Antaeotricha diplarcha

Scientific classification
- Domain: Eukaryota
- Kingdom: Animalia
- Phylum: Arthropoda
- Class: Insecta
- Order: Lepidoptera
- Family: Depressariidae
- Genus: Antaeotricha
- Species: A. diplarcha
- Binomial name: Antaeotricha diplarcha Meyrick, 1915
- Synonyms: Antaeotricha arachniotis Meyrick, 1930;

= Antaeotricha diplarcha =

- Authority: Meyrick, 1915
- Synonyms: Antaeotricha arachniotis Meyrick, 1930

Species of moth

Antaeotricha diplarcha is a moth in the family Depressariidae. It was described by Edward Meyrick in 1915. It is found in Guyana and Brazil (Para).

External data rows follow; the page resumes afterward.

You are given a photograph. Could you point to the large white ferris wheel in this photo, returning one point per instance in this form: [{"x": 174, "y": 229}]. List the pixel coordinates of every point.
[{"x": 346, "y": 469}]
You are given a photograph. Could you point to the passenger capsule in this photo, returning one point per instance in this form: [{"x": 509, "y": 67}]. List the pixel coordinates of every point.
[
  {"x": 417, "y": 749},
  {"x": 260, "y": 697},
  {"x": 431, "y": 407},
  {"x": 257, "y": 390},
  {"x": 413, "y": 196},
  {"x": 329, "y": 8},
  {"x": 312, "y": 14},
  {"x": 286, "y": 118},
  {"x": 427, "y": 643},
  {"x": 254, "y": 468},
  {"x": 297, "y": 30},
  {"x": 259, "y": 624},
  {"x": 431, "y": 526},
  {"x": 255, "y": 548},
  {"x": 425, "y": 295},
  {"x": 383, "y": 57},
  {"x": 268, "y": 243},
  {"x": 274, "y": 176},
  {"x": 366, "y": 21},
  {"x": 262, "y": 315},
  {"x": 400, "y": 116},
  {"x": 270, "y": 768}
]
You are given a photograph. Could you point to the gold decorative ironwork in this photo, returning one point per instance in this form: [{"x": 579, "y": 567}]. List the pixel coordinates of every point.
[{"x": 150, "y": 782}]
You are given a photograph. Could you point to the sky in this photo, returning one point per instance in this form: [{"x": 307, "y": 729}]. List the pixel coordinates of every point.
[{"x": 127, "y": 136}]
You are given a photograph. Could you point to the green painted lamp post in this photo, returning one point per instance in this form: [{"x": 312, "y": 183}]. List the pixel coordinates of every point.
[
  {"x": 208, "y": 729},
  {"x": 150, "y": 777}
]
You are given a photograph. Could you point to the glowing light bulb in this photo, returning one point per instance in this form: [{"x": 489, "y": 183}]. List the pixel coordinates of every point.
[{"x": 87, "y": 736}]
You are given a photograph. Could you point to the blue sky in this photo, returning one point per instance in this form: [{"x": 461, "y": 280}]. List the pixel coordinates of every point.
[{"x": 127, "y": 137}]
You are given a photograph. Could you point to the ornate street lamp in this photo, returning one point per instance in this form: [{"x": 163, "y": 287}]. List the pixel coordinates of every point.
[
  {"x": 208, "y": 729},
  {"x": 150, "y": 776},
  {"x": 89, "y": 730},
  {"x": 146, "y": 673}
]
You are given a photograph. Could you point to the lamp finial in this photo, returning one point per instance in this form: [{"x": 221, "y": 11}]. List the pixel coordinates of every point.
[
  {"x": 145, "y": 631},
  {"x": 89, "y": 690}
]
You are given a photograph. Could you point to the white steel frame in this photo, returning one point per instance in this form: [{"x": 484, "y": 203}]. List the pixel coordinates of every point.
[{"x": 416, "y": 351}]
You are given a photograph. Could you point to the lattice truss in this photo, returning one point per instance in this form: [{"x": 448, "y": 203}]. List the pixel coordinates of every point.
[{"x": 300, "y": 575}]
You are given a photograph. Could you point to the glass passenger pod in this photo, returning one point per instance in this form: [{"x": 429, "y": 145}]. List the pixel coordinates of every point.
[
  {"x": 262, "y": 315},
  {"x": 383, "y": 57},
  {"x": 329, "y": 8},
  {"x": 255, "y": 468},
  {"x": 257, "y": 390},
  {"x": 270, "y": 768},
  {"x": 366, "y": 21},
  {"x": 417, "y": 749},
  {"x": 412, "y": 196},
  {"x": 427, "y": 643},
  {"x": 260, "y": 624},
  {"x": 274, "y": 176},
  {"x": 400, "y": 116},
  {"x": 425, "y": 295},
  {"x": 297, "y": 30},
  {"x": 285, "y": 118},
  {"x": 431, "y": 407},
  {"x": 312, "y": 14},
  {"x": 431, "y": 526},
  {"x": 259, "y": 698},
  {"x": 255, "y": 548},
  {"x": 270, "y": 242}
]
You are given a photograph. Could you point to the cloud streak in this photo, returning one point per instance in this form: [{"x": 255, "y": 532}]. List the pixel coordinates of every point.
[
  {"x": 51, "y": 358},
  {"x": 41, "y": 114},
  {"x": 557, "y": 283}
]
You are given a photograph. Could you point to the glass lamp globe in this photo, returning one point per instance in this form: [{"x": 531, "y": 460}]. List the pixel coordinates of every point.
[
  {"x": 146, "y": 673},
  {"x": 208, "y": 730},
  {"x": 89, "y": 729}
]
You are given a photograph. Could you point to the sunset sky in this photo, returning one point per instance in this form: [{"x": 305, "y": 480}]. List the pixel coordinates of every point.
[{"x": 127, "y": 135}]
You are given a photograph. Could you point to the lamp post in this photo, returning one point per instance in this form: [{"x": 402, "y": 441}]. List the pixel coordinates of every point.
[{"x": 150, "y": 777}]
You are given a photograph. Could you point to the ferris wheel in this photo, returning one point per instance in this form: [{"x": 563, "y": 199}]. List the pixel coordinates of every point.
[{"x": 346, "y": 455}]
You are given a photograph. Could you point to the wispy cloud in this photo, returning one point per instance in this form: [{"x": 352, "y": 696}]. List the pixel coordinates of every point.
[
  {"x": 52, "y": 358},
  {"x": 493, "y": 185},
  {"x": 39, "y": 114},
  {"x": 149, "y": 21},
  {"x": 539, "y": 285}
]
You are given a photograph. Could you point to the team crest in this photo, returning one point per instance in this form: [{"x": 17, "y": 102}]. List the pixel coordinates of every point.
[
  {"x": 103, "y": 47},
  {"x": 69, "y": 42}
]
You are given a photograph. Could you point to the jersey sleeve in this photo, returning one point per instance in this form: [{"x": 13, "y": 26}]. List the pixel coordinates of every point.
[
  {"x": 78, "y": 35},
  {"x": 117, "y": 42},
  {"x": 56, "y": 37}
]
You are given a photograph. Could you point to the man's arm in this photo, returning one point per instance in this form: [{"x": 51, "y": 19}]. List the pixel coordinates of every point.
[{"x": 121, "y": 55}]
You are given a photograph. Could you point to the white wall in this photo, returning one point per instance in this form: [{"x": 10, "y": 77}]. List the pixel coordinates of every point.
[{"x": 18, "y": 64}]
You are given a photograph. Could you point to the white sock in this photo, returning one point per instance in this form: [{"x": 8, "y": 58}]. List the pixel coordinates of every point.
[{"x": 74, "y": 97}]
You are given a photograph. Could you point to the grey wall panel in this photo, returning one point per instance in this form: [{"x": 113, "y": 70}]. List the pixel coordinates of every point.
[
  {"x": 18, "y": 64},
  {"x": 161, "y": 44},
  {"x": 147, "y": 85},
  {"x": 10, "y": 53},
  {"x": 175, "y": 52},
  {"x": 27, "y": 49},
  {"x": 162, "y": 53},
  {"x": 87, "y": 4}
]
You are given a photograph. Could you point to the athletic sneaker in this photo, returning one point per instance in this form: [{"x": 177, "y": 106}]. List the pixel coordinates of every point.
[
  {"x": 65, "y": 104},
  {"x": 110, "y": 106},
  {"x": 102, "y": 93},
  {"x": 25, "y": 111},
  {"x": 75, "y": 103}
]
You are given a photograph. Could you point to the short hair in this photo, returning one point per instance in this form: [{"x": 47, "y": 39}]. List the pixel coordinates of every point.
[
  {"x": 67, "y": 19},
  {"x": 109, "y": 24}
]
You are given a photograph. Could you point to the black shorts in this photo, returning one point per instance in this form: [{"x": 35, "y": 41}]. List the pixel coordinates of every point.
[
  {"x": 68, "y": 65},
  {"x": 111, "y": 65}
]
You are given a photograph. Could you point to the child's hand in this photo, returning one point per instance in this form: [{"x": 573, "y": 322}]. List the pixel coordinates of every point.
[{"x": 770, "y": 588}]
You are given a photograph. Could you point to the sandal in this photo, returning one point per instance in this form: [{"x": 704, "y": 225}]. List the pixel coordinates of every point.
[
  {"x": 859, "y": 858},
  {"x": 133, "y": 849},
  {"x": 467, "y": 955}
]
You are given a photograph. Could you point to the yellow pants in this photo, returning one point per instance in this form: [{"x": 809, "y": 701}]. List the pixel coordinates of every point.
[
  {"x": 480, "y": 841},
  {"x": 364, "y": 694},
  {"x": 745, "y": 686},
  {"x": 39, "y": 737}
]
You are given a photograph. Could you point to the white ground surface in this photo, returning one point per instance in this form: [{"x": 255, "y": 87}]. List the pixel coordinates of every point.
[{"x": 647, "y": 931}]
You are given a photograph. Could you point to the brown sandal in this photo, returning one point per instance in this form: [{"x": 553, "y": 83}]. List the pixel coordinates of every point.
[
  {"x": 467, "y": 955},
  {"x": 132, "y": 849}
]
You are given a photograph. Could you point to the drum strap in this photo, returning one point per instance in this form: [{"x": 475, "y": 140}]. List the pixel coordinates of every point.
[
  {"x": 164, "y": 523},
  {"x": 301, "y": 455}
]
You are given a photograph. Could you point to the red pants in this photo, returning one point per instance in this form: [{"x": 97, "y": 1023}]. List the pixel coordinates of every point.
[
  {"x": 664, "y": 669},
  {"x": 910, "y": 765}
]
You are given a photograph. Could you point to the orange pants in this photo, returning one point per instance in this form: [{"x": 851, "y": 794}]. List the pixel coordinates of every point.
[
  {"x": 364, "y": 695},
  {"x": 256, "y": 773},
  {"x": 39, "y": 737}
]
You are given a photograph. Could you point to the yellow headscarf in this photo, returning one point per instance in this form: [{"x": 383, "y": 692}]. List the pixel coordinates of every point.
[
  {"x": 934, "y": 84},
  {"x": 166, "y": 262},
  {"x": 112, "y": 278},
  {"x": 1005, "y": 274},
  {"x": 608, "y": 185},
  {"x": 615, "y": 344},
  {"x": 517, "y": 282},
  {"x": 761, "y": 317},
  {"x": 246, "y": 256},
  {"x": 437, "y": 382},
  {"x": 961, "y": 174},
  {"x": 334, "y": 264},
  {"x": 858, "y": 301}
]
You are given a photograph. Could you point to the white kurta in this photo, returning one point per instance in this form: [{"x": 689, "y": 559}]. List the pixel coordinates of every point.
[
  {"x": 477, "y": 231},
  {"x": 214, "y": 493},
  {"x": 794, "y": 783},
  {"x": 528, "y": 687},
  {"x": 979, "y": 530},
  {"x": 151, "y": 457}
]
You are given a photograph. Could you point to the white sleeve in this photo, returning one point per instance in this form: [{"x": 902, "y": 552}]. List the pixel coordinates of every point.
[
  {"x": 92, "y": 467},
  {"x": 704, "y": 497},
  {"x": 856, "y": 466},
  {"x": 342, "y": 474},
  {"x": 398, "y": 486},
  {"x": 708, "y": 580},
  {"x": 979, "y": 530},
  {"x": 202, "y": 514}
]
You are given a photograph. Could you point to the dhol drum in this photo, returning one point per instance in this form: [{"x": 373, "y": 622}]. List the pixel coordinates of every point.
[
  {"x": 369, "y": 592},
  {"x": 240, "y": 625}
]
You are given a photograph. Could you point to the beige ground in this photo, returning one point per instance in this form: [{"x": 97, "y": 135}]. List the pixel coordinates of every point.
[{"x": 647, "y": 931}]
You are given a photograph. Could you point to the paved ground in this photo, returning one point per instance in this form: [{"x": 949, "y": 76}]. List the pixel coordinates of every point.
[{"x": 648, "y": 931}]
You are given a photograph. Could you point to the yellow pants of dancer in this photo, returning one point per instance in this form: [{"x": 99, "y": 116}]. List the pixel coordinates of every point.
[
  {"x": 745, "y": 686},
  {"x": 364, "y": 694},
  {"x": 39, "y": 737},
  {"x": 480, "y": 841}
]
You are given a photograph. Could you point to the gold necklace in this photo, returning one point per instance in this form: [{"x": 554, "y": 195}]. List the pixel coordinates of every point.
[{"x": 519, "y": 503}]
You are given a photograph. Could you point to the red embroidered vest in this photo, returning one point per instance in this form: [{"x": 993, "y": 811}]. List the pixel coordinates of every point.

The wingspan is about 23 mm. The forewings are pale fuscous with two very irregular curved oblique thick subconfluent dark fuscous shades from the costa about one-fifth reaching half across the wing and the dorsum with projecting whitish-ochreous scales on the basal third. There are two short inwardly oblique dark fuscous streaks from the dorsum about three-fourths and some indefinite cloudy whitish dots in the disc, and two strongly curved cloudy whitish waved shades or series of spots from about the middle of the costa to the dorsum before the tornus. The costa posteriorly and the termen are suffused with pale ochreous. The hindwings are grey with the costal margin expanded to the middle, with long projecting dark grey hairscales, and a long whitish subcostal hairpencil lying beneath the forewings.